Skip to main content

A Social Experiment

By
Mark J. Ukkonen

A social experiment
To the Editor:
My parents immigrated to the United States from Finland, legally, when I was a young boy in 1955. We settled in Waukegan, Ill., where we had family and found an established Finnish community within the city’s south side. Some of those Finns came from the old country and some came from the upper peninsula of Michigan, mostly in search of work. There were good jobs in Waukegan which drew many to the area. 
I was familiar with a family from the U.P. who preceded us to the area by a few years. The father, Heino, and my dad had the same employer, and were occasional drinking buddies. While living in the U.P., sometime in the late 1920s or 1930s, Heino’s father decided to resettle the family to Russia. He had heard there was plenty of work in the “worker’s paradise.” They found employment all right, but also found hunger.

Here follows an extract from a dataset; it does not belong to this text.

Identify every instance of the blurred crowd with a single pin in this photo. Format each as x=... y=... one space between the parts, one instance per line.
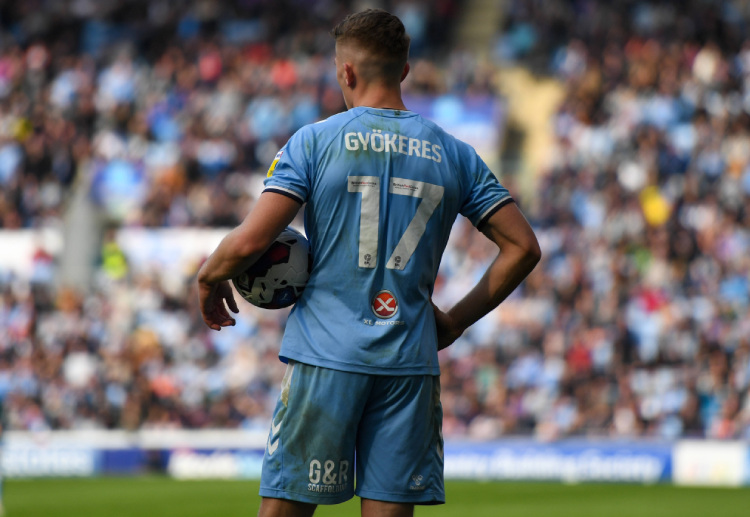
x=635 y=323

I have read that there were socialists among the Finnish immigrants in the U.P., some hard core, as in communists. I don’t know the father’s political inclinations however.
It didn’t take long for the family to realize this was not what they had signed up for. Risking their lives, literally, they fled west, toward Finland. At that time life was cheap and you could be summarily shot for being anti-revolutionary. The country was essentially run by councils (Soviets) and they often had power of life and death over you. They were challenged at the Finnish frontier, but speaking Finnish, they explained they were Finns, trying to flee Russia. They were allowed in and sometime later the family emigrated back to the upper peninsula of Michigan. The son, Heino, eventually moved to Waukegan with his family. I graduated high school with Heino’s daughter in 1965. 
Had Heino’s father moved the family to Waukegan in the first place, even in tough times, I suspect he could have saved the family a lot of grief. Heino had learned a lesson in socialism first hand.